Patrick Stridvall also pointed out:

However regardless of this, uname shouldn't be used (at least not directly). Autoconf provides a standard way to do this (which BTW happens to use uname). It can be used as below.

AC_CANONICAL_HOST
case $host_os in
*cygwin* ) CYGWIN=yes;;
* ) CYGWIN=no;;
esac

IMHO you will need to provide a _really_ convincing argument that we should make another exception assuming of course we make the first one for CYGWIN which we haven't done yet either.

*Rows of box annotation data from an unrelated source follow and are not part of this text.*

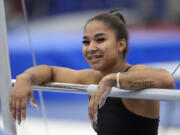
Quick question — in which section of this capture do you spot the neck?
[101,60,129,76]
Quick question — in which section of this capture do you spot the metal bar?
[0,0,16,135]
[12,80,180,101]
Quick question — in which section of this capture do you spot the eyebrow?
[83,33,105,39]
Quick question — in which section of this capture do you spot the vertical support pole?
[0,0,16,135]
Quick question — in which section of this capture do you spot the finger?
[99,91,110,108]
[29,92,39,110]
[16,100,21,125]
[21,99,27,120]
[11,97,16,121]
[88,95,94,122]
[9,95,13,112]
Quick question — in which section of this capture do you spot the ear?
[118,38,127,53]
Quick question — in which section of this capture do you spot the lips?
[88,55,102,64]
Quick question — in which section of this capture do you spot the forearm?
[16,65,53,84]
[107,69,175,90]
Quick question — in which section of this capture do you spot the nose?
[87,41,98,52]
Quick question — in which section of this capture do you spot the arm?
[10,65,101,124]
[88,65,175,121]
[116,65,175,90]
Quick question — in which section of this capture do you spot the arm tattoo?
[127,81,155,89]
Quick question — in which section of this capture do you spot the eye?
[96,38,105,43]
[83,40,89,45]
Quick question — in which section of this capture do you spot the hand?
[88,74,114,123]
[10,78,38,124]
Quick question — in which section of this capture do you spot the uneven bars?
[12,79,180,101]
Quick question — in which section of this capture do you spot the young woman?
[10,11,175,135]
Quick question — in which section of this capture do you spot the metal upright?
[0,0,17,135]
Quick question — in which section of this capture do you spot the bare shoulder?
[128,65,152,71]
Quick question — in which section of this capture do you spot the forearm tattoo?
[127,81,155,89]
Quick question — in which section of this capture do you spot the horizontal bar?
[12,80,180,101]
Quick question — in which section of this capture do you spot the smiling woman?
[10,10,174,135]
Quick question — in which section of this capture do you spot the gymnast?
[10,10,175,135]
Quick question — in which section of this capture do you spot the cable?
[21,0,50,135]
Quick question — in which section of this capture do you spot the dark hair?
[85,9,129,58]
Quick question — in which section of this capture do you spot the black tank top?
[93,67,159,135]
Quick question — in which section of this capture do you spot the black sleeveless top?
[93,68,159,135]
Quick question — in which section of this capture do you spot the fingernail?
[94,113,97,123]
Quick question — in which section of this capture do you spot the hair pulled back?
[85,9,129,58]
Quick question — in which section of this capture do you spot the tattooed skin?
[127,81,155,89]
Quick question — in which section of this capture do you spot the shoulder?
[128,65,152,71]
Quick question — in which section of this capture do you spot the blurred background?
[0,0,180,135]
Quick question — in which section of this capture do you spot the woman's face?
[82,20,121,71]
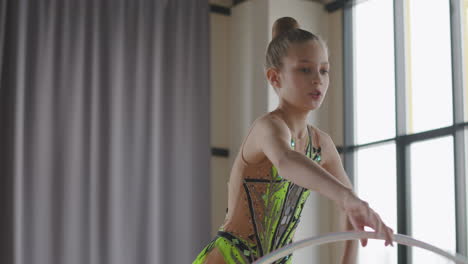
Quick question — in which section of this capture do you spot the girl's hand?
[343,192,393,247]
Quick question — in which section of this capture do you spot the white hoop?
[253,231,468,264]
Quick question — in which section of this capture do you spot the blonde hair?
[264,17,328,72]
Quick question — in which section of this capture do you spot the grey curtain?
[0,0,211,264]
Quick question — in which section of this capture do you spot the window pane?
[406,0,453,133]
[410,136,456,264]
[355,142,398,264]
[353,0,395,144]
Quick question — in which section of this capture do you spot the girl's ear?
[267,68,281,88]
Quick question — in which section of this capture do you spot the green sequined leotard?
[193,126,321,264]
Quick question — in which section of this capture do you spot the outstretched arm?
[255,118,393,250]
[320,132,358,264]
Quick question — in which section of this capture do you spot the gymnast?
[193,17,393,264]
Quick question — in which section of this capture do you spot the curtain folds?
[0,0,211,264]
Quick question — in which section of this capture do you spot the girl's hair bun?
[272,17,299,39]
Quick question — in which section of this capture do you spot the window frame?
[342,0,468,264]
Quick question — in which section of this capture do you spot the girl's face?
[279,40,330,110]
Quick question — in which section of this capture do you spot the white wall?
[211,0,343,263]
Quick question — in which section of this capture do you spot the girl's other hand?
[344,192,393,247]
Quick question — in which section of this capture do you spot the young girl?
[193,17,393,264]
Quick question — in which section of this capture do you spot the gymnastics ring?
[253,231,468,264]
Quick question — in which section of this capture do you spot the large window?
[344,0,468,264]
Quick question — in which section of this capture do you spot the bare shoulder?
[241,112,291,165]
[309,124,340,167]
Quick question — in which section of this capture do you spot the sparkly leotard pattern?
[193,126,321,264]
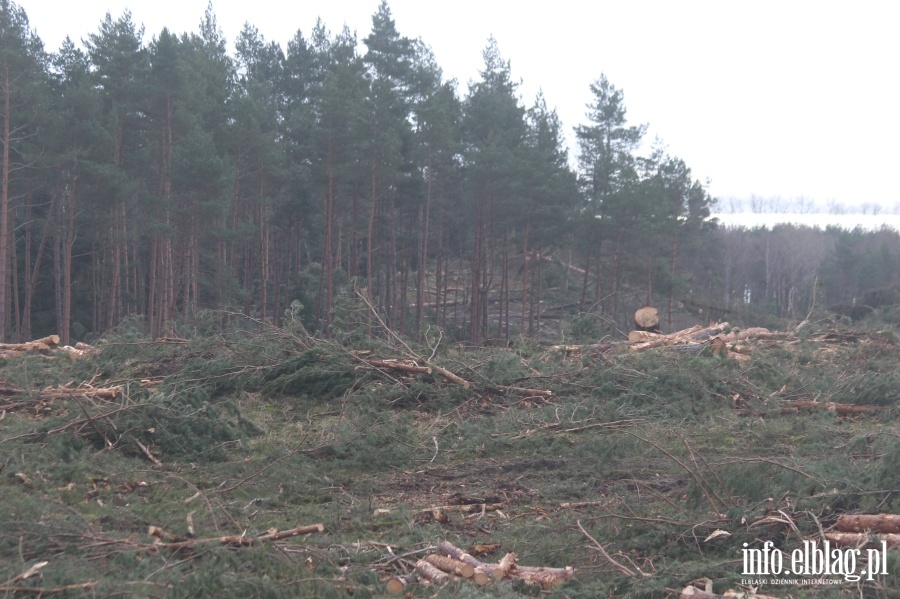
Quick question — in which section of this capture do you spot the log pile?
[0,335,94,360]
[825,514,900,549]
[551,322,776,362]
[387,541,575,594]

New Application Database is ONLINE 6/11/2001 Archive

Jeremy Newman posted a note about the new Wine application database:

Hey all!

The 'shiny' new Wine Application Database is up and ready for your comments. We will be spending the rest of the day getting the initial category structure and 1st round off applications in. Once we have enough input, and we fell stable enough, I will link the AppDB to WineHQ.org and post to wine-users.

http://appdb.winehq.org/

There is one sample app in so far so you can see what we mean. in: Main > Utilities > Compression > WinZip

Use that as a guideline for how this is going to work.

Go at it guys!

After taking a quick glance, it seems pretty slick. It supports screenshots, multiple versions, and user comments.


Tru64 Port 6/9/2001 Archive

A short post appeared on wine-devel on Saturday:

We are planning to port wine onto Tru64 Unix. I have some basic Questions. Can you tell me how to go about it. How do we start. How big is the task and how to start about it..

Interestingly enough the post came from digital.com. There was no follow-up to it.